На Фрола внезапно напала икота – может, с жирного, может, с макарон. Кто ведает-то? Илья безрезультатно обшарил несколько отделений в шкафу, разыскивая что-нибудь от несварения, как вдруг на глаза попались сложенные стопочкой деньги. Много денег.

Дикое подозрение обожгло крутым кипятком. Цокая когтями, чумная собака вошла в дом, раззявила смрадную пасть.

– Рехнулся?! За Обормота плату брать? Экие деньжищи! – Илья влепил икающему Фролу увесистую оплеуху. Тот упал; рыдая, елозил по полу, скреб ногтями истертый линолеум.

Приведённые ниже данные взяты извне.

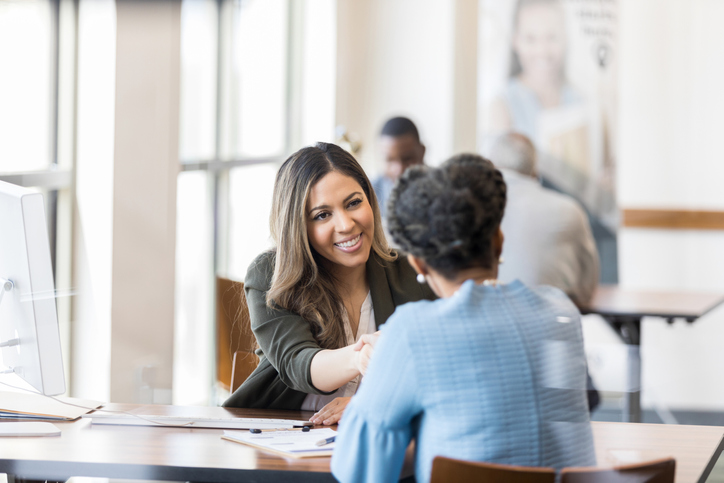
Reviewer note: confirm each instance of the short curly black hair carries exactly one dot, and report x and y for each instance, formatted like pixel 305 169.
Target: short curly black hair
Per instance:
pixel 448 216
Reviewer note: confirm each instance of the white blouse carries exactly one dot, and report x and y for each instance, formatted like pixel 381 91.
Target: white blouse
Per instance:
pixel 315 402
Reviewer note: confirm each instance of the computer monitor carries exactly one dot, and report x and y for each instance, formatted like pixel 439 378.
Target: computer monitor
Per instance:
pixel 29 334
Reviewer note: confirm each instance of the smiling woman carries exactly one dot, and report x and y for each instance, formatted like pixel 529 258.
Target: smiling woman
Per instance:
pixel 330 280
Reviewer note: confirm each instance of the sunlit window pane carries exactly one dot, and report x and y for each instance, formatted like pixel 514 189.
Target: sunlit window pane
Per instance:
pixel 194 275
pixel 199 35
pixel 26 94
pixel 250 197
pixel 257 93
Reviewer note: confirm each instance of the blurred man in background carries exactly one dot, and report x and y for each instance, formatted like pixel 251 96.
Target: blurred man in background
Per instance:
pixel 401 148
pixel 550 239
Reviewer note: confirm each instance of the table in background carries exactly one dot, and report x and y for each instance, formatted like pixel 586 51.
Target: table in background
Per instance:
pixel 200 455
pixel 623 309
pixel 625 443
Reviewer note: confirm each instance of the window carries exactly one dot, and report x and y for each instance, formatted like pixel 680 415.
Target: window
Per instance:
pixel 37 54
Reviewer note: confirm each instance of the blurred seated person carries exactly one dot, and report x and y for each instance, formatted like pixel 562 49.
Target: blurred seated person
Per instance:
pixel 549 236
pixel 488 372
pixel 401 148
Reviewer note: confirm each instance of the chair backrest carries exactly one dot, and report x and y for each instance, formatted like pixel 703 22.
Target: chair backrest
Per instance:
pixel 657 471
pixel 233 334
pixel 449 469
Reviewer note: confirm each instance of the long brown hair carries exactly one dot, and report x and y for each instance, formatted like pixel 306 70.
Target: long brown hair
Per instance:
pixel 300 283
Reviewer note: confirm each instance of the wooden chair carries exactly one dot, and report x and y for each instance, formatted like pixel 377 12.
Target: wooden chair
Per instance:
pixel 657 471
pixel 235 342
pixel 447 469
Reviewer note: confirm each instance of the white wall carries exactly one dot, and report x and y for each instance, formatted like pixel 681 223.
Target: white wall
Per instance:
pixel 671 157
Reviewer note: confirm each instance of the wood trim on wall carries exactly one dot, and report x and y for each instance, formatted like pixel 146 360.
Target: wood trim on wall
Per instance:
pixel 673 219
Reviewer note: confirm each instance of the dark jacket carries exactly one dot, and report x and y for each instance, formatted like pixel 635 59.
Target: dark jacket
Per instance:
pixel 283 378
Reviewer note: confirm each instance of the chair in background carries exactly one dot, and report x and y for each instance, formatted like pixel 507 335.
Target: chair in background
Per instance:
pixel 235 342
pixel 657 471
pixel 448 469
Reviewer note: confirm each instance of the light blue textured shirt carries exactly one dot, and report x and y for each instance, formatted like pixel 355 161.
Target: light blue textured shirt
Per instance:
pixel 493 373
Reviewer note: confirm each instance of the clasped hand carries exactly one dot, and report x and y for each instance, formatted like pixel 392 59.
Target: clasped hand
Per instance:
pixel 332 412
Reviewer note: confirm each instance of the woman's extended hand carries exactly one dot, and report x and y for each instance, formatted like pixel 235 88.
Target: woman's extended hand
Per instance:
pixel 367 339
pixel 364 347
pixel 332 412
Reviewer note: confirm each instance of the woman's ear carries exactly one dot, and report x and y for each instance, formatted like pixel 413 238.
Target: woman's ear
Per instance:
pixel 418 264
pixel 498 240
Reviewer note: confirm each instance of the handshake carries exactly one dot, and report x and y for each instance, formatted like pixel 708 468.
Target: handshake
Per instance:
pixel 364 348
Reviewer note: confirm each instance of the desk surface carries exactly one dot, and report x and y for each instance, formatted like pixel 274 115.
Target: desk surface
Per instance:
pixel 612 300
pixel 179 454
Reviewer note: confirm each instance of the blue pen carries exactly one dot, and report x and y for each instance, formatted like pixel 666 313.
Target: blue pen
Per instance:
pixel 322 442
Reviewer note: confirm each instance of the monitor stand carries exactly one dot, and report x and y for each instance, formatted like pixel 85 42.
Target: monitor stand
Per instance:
pixel 33 428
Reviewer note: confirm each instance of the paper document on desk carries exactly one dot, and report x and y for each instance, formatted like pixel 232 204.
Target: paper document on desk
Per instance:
pixel 16 405
pixel 294 443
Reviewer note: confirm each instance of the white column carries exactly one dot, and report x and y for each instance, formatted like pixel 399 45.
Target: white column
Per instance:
pixel 127 167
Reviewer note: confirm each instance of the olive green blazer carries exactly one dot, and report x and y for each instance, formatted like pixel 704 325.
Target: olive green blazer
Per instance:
pixel 283 378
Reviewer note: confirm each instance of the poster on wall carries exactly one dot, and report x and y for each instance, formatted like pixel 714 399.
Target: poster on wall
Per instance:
pixel 548 70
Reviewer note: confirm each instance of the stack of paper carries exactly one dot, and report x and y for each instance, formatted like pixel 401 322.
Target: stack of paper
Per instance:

Зато богатый, осклабилась беда, злорадно щерясь. Фрол плакал, вздрагивая дородным телом. Илья удрученно вздыхал: жалость брала за горло, стискивала удушьем. Был мужик и сплыл, только название осталось. Не мужик – размазня бестолковая. Ну да слезами делу не поможешь.

– Будя, будя, – успокаивал он кума, поднимая на ноги. – Хуже дитяти неразумного. Эк тебя, олуха, угораздило.

Фрол повозился и вскоре затих, посапывая. Илья уложил его на диван, накрыв байковым одеялом, а сам уже хотел идти узнавать по дворам, что стряслось, как в окно робко постучали.

Илья бросил взгляд на часы – натикало четверть пятого, – подоткнул Фролу сползшее с края одеяло и пошел открывать.

– Ба! Николай. Тебе чего?

У крыльца, теребя картуз и уставясь в землю, мялся Коля Чумак, здешний плотник. Изрытое оспинами лицо выражало смущение, пышные усы уныло обвисли. Николая знали везде, спроси первого встречного – и то знает. Плотничал Чумак справно: кому баньку срубить, кому сарай поставить, кому – избу. Не всем кирпич люб, не каждому по карману.

– Виноватиться пришел, – отрывисто сказал Николай. Поднял глаза. – Ты выслушай! – заголосил, отпрянув.

– Проходи. – Илья посторонился, каменея лицом.

История оказалась незатейливой, как и все, что творится по дурости, от великого ума.

У Николая, как и обычно по субботам, гостил племяш из города, Димка. Женился еще когда, двоих детей настрогал, а навещает дядьку-то, в хозяйстве помогает – чин чинарем. Сирота он, родителей в малолетстве лишился, кроме дядьки родных и нет. Парень хороший, башковитый, да с дурной компанией связался. С ними, гавриками, и прикатил. Две машины бездельников: набиты, что огурцы семечками, и баба грудастая. Из-за нее, шалашовки, свара и приключилась.

Димка перед дружбанами баней похвалялся, настоящей, деревенской. Те и загорелись. Племянник дядьке наказал веники заготовить, истопить как следует и встречать. Он, Чумак, устроил все наилучшим образом, а эти паршивцы сразу квасить начали. Стол под навесом поставили, ящики с пойлом принесли, шашлыки жарят – смеются: природа-матушка располагает. Ну и набубенились до зарезу. Какая, в задницу, баня! Сморит – и дух вон.

А девка, охальница, раздевается при народе без стеснения, мол, кто со мной париться? Гости залетные лыка не вяжут, так она: Дима, потри мне спинку? Племянничек бараном на прелести ее вылупился, потру, блеет, и ест негодницу поедом.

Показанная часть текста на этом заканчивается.